USC Cinema-Television dean at UH Manoa for film symposium and UH Communication presentation

Lecture on multimedia literacy free and open to the public on November 4

University of Hawaiʻi at Mānoa
Contact:
Jim Manke, 808-956-6099
UH Manoa Chancellor's Office
Jeanntte Paulson Hereniko, 808-396-8353
Posted: Oct 29, 2003

The youth of today know Castle Wolfenstein better than Frankenstein.

Finding Nemo better than Captain Nemo.

Sony better that the Sonnets.

Neo better than Nero.

Cause for concern? No. Cause for celebration? Yes.

From pre-school to grad school, today‘s students are growing up in an environment rich with sound and image.

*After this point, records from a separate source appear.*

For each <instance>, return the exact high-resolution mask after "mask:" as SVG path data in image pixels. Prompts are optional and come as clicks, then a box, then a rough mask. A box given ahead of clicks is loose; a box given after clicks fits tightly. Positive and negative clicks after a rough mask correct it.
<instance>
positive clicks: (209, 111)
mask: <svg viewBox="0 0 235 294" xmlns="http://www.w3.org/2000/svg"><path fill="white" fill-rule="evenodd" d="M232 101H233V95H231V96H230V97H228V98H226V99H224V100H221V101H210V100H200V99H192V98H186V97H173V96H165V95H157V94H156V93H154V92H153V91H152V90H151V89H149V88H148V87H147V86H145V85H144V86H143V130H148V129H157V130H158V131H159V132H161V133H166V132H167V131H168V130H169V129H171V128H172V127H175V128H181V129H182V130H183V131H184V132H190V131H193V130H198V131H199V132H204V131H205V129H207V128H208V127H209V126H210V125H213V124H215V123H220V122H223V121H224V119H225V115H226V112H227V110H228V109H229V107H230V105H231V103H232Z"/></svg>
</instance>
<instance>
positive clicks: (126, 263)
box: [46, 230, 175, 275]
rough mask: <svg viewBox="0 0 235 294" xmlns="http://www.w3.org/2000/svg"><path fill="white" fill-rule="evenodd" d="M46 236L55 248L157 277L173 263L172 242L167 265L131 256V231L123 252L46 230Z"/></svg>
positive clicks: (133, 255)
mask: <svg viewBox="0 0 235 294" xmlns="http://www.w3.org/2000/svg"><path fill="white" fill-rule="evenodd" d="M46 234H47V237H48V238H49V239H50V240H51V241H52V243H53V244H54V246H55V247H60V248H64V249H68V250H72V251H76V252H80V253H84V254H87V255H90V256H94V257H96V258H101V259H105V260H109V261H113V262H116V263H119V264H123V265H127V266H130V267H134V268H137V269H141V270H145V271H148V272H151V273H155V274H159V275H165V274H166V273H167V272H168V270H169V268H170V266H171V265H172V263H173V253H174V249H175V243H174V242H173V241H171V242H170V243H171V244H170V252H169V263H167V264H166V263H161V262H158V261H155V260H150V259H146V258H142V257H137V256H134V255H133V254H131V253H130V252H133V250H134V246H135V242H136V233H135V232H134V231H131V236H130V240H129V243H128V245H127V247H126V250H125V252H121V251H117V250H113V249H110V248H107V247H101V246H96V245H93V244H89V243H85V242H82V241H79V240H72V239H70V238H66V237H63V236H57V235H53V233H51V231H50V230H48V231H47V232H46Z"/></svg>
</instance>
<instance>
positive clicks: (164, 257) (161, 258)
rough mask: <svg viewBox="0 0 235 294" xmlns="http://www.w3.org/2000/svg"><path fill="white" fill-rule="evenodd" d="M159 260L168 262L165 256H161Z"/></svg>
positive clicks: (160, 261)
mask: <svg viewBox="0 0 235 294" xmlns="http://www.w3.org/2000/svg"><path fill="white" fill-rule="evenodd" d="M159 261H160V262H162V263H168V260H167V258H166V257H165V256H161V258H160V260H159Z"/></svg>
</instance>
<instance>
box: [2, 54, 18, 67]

Film, music, and interactive gaming are but a few examples of how new media influence and inform our children‘s modes of expression and learning well beyond the bounds of traditional text.

These and related topics will be the subject of a free public presentation by Elizabeth Daley, executive director of the Annenberg Center for Communications and dean of the School, of Cinema-Television at the University of Southern California, as she describes the vast opportunities for educators at all levels to meld time-honored academic traditions with new media‘s vast potential.

Daley has a long and distinguished career in television and film. In addition to heading up the USC Cinema School since 1991, she has overseen the
development of the USC Annenberg Center for Communication, whose initiatives include the Labyrinth Project, a model for interactive narrative, and the Institute for Multimedia Literacy, dedicated to the recognition that true literacy in the 21sy Century demands fluency in the language of multimedia. The center also supports the student-run Trojan Vision television service and the Asian Film Connections project, an online Asian film database.

Prior to joining USC, Daley served as executive director of Taper Media Enterprises, the film and television subsidiary of the Mark Taper Forum, and as a producer for MGM/UA Television. Daley earned her Ph.D. from the University of Wisconsin and Master of Arts and Bachelor of Arts degrees from Tulane University and Newcomb College.


Daley will discuss the expanded use of multimedia in teaching, as well as the work that is currently underway at the Institute for Multimedia Literacy (IML). Based at the Annenberg Center for Communication, the IML is exposing students and faculty at USC and beyond to the time-based, interactive language of sound, image and text that is the basis of multimedia. Through its work, the IML is demonstrating and defining how this language is transforming the way society thinks and communicates in the digital age.

Expanding the Concept of Literacy:
Opportunities for Educators

A public lecture by Elizabeth M. Daley
Tuesday, November 4, 2003 — 5:30 p.m.
Art Auditorium — UH Manoa

A question and answer session follows Ms. Daley‘s presentation.


This presentation is sponsored by Educational Foundations, UH College of Education; the Carol Burnett Foundation for Responsible Journalism and the UH Manoa School of Communication; the Hawaiʻi International Film Festival, and the Asia Pacific Media Center, Annenberg Center for Communication at the University of Southern California.